Après l’annonce de ce nouveau confinement, cette histoire que j’ai écrite autour de ma micro-collection de pâquerette tombe à point nommé.
Je t’emmène en balade, loin des médias, loin de ton intérieur qui risque de devenir oppressant ces prochains jours. Je t’emmène à la rencontre d’un personnage, peut-être toi, qui va se retrouver face à son « moi » intérieur. Connais-tu le tien ?
Ecoutes-tu la petite voix qui t’anime au plus profond de toi ? La laisses-tu te guider ?
Dernière une vitre exposée plein sud, tu te laisse caresser par les rayons chaleureux du soleil de mars. Par la fenêtre tu distingues quelques jeunes bourgeons sur les arbres encore nu. Pourtant, ce n’est ni une forêt, ni un jardin que tu as devant toi. C’est un parking arboré. Nul besoin d’avoir des herbes folles et des fleurs sauvages au pied des arbres : il y a du béton. C’est gris, maussade. Alors tu cherches à t’évader.
Tu sors. Tu préfères les chemins les moins fréquentés. Ils sont plus calmes. Plus doux. La nature y est libre. Paisible. Plus tu t’éloignes de cette ville grise et oppressante, plus tu te sens en harmonie avec la faune et la flore qui t’ entoure.

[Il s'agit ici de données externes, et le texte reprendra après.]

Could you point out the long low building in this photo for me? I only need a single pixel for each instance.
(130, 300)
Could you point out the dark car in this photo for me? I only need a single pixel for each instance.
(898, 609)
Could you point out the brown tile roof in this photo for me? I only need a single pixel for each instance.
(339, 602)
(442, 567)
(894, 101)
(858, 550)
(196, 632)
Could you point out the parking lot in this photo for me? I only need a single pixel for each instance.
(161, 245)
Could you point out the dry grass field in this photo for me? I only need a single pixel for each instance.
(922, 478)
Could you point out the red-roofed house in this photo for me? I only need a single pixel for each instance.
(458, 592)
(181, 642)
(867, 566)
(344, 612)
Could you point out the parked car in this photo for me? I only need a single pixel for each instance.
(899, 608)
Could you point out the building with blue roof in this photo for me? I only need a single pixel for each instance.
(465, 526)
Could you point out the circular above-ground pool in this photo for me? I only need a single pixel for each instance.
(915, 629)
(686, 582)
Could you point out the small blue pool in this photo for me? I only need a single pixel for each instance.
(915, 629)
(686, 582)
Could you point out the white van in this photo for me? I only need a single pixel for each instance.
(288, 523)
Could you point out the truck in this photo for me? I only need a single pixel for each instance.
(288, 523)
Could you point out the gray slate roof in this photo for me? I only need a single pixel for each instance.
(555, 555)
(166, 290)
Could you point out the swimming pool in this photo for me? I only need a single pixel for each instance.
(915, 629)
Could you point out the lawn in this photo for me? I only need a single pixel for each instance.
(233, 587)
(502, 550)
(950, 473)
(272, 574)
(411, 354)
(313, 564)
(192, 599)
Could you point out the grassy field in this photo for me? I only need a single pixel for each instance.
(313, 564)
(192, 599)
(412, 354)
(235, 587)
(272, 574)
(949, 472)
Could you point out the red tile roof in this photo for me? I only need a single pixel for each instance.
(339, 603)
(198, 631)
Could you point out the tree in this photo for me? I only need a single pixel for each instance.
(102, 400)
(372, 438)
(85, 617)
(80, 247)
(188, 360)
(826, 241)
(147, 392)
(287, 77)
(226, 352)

Tu es accompagné par un couple de papillons citron. Ils tournoient l’un autour de l’autre, comme deux comètes qui ne pourraient plus lutter contre une gravité puissance qui les attirerait l’une à l’autre. Ils disparaissent sur l’horizon laissant place à une escorte bruyante de bourdons. L’un d’eux se pose sur toi. N’ai pas peur : il reprend des forces. C’est à ce moment-là qu’elle arrive. Une sorcière. Cette âme de mage blanche qui sommeillait en toi t’envahis enfin.
A cette heure calme et matinale, elle te pousse à marcher plusieurs kilomètres pour observer la nature. Elle te fait découvrir les bienfaits des plantes sauvages que tu rencontres au détour des sentiers. Cette sorcière que tu cachais dans les recoins les plus sombre de ton cœur ne demande qu’à être mise en lumière. Elle t’ouvre les yeux sur la puissance de ces fleurs que l’on pourrait juger si insignifiantes. Tu les vois ? Un cœur jaune, de nombreux pétales blancs, parfois roses aux extrémités. Ces pâquerettes ont pourtant autant de pouvoirs que la rose. Cette fleur si visible, si fragile, si rayonnante, si imposante, a finalement autant de magie qu’une petite fleur des champs commune et robuste.
Cette petite fleur fait écho en toi. Elle te rappelle la femme commune et pourtant si forte et si rayonnante que tu es ! Cette femme à la puissance incommensurable qui n’ose pas s’affirmer. Peut-être que tu n’avais simplement pas conscience de son potentiel ? Finalement, tu t’arrêtes. Tu t’accroupis et tu cueilles une pâquerette. La fragilité de cette fleur entre tes doigts te rappelle la fugacité de ta vie.
Le bourdon, qui s’était autorisé un moment de répit à tes côtés, reprend bruyamment son envol. Tu le regardes, simplement, naïvement, disparaitre dans l’azure du ciel.
Tu reprends timidement le chemin du retour. Tu laisses dernière toi cette sorcière inconnue et familière à la fois. Tu rentres chez-toi. Tu oublies ta petite pâquerette non loin de ton vide poche. Entre deux divagations, tu te ravises. Tu lui cherches un vase inapproprié pour qu’elle finisse ses jours silencieusement dans ta cuisine.
Les heures passent. Quelque chose ne va pas. Ta sorcière te rattrape. Tu ne peux pas laisser cette fleur dépérir ainsi. Tu l’effleures. Elle rayonne curieusement. Tu es ébloui. Tu ne comprends pas. Il y a tellement de lumière dans la pièce ! Tu es aveuglé.
Lorsque tu penses reprendre tes esprits, ce n’est plus une petite fleur des champs qu’il y a devant toi: c’est un bouquet. Un bouquet de pâquerettes éternelles. Figées, ces fleurs ne craindront ni le gel, ni la sècheresse. Elles se sont épanoui au printemps et elles resteront belles et fraiches des années durant. Car ce ne sont plus de petites fleurs que tu as devant, mais un bijou resplendissant.